UEFA announced on Tuesday that it is opening disciplinary proceedings against Turkey into “potential provocative political behaviour” by their players after making military salutes in their last two matches.
In both their Euro 2020 qualifiers against Albania on Friday and France on Monday, Turkish players made the salutes — seen as supporting Turkey’s current military operation in Syria — as they celebrated late goals.
UEFA said in a statement that it has appointed an ‘Ethics and Disciplinary Inspector’ to investigate.
On Friday in Istanbul, players saluted after Cenk Tosun scored the only goal against Albania in the 90th minute. On Monday in Paris, they repeated the gesture after Kaan Ayhan equalised with nine minutes to play and again after the final whistle.
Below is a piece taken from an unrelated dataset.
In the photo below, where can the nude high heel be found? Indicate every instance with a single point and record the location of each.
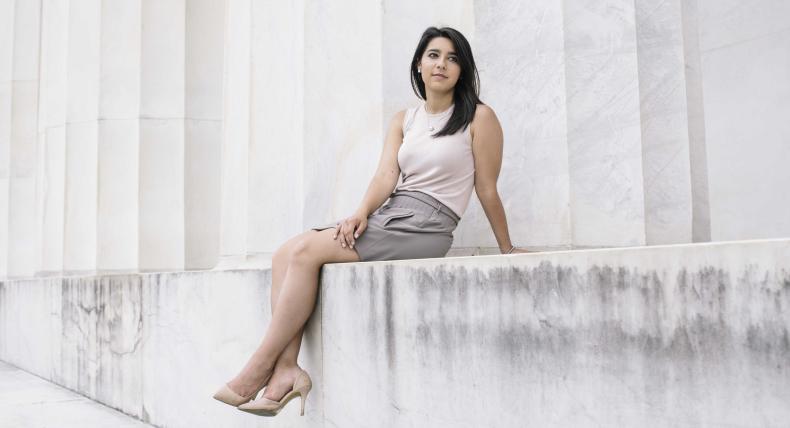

France and Turkey drew 1-1 amid mounting tensions after Paris condemned Turkey’s military operation against Kurdish militants in Syria.
Earlier on Tuesday, Turkey’s sports minister Mehmet Muharrem Kasapoglu voiced support for players who saluted the country’s soldiers during their game at the Stade de France.
Kasapoglu said the controversy was unwarranted, and pointed to the fact that French star Antoine Griezmann had also given a military salute to French President Emmanuel Macron in June.
“Those who remained quiet about Griezmann’s military salute are trying to distort our national footballers’ nice salute,” Kasapoglu said in a televised press conference, holding up a picture of Griezmann’s salute.
He said critics were trying to distract from Turkey’s success in staying top of the qualifying group.
“Those who are trying to block out their failure on the pitch should give up on their efforts. The result is clear,” Kasapoglu said.
Kasapoglu also warned UEFA to be “prudent” in its investigation of the salutes.
European football’s ruling body UEFA had already said it would “examine” the salute against Albania.
“Personally, I have not seen this gesture, which could be considered a provocation,” UEFA’s press chief Philip Townsend told the Italian Ansa news agency on Monday before the France game.
“Does the regulation prohibit references to politics and religion? Yes, and I can guarantee you that we will look at this situation.”
In Turkey, it is common for celebrities, including footballers, to show their support for the security forces after attacks or during military operations.
At the world gymnastics championships in Stuttgart on Saturday, Ibrahim Colak made a military-style salute on the podium after winning gold in the men’s rings event.
Turkey’s operation against Kurdish militants in Syria, launched a week ago, has been widely criticised by the international community but has drawn widespread support at home.